How to escape meta-charactor (|) in regex pattern


(Charles Deng) #1

i have defined a very simple test pipeline as:

stage 0 match either
	rule "input message does come with 7 fields";
    rule "input message does not come with 7 fields";

rule "input message does come with 7 fields"
when
	// There has 7 fields
    regex("^([^\\|]*\\|){6}[^\\|]*$",to_string($message.full_message)).matches
then
	// target fields initialized
	set_field("x_error_found",false);
	set_field("x_errors","");

	// Get input field values
	set_field("x_long_input",split("\\|",to_string($message.full_message),0));
	set_field("x_keyword_input",split("\\|",to_string($message.full_message),1));
	set_field("x_text",split("\\|",to_string($message.full_message),2));
	set_field("x_multi_fields",split("\\|",to_string($message.full_message),3));
	set_field("x_date_input",split("\\|",to_string($message.full_message),4));
	set_field("x_boolean_input",split("\\|",to_string($message.full_message),5));
	set_field("x_ip_input",split("\\|",to_string($message.full_message),6));
end

rule "input message does not come with 7 fields"
when
	not has_field("x_error_found")
then
	set_field("x_error_found",true);
	set_field("x_errors","input message does not come with 7 fields;");
end

but eventually the stored message like:

It seems the regex does not match with the message. is there any error in my pattern with

 meta charactor (|)
 escaped (\\|) 

(Jochen) #2

The following regular expression works for me:
^([^|]*\\|){6}([^|]*)$

Also take note, that group 0 includes the complete match, i. e. the content of the “full_message” field.

You can also use websites such as https://www.freeformatter.com/java-regex-tester.html to test your regular expressions.


(Charles Deng) #3

Yes.

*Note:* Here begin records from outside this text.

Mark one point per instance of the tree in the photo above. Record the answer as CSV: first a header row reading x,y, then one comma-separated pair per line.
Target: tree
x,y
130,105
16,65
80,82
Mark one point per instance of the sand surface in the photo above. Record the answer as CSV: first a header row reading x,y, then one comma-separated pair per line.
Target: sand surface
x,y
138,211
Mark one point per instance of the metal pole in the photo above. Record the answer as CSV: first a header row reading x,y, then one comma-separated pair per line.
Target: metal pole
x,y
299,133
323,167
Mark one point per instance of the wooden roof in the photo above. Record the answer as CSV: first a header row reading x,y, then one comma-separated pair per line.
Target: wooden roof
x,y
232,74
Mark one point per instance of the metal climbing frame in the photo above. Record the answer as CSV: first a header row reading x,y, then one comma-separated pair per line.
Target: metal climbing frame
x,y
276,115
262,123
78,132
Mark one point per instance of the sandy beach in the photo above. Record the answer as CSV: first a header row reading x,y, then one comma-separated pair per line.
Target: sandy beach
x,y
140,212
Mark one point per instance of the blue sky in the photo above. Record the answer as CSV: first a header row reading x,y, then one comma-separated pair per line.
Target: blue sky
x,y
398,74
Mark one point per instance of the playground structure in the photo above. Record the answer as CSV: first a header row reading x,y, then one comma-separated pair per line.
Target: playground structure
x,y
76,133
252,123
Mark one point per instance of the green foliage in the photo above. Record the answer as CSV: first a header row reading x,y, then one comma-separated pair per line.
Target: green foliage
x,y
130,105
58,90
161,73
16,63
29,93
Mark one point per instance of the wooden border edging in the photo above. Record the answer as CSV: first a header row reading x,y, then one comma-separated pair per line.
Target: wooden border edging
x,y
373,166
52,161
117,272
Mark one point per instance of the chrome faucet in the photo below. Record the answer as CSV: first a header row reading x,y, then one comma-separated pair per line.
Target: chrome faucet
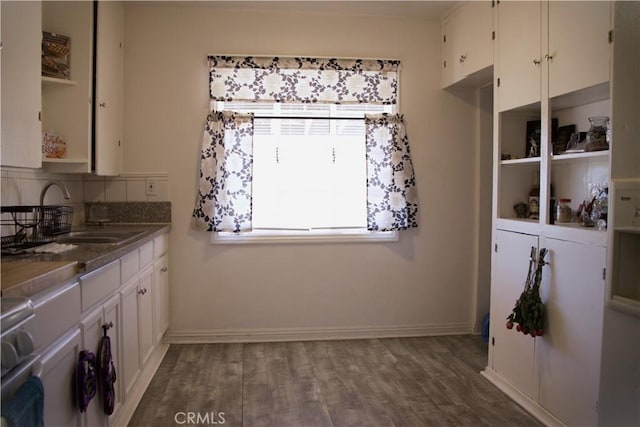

I put the raw message into full_message field along with other static fields added by collector agent.
i modify the pattern accordingly, but the the result message is same:

image

the input raw message being:

13941357829|mylogs.com|just a test|graylog.mylogs.com|1522130986|true|2001:0DB8:AC10:DE01::

and why somewhere using double escape chars and somewhere use zero escape char for meta-char?


(Charles Deng) #4
^([^\|]*\|){6}([^\|]*)$

will match the input raw message in the checking page you posted :

13941357829|mylogs.com|just a test|graylog.mylogs.com|1522130986|true|2001:0DB8:AC10:DE01::

but will report error by graylog:

image


(Jochen) #5

Since the strings in the pipeline rules are pretty much just Java strings, you need to escape the backslash (\) character (i. e. \\).


(Charles Deng) #6

so why in the pattern offered by you, the first and last meta char (|) not being escaped ?


(Jochen) #7

Characters inside a character set ([...]) don’t need to be escaped.


(Charles Deng) #8

thanks.

eventually, i found when the “when condition” is:

regex("^([^|]*\\|){6}([^|]*)$",to_string($message.full_message)).matches

match will failed. but when the "when condition is:

regex("^([^|]*\\|){6}([^|]*)$",to_string($message.full_message)).matches == true

the match will successful. although i don’t know why the second rule matches and the split not work as my expecation:


image

It seems regex(…).matches cannot be treated as a boolean value directly.


(system) #9

This topic was automatically closed 14 days after the last reply. New replies are no longer allowed.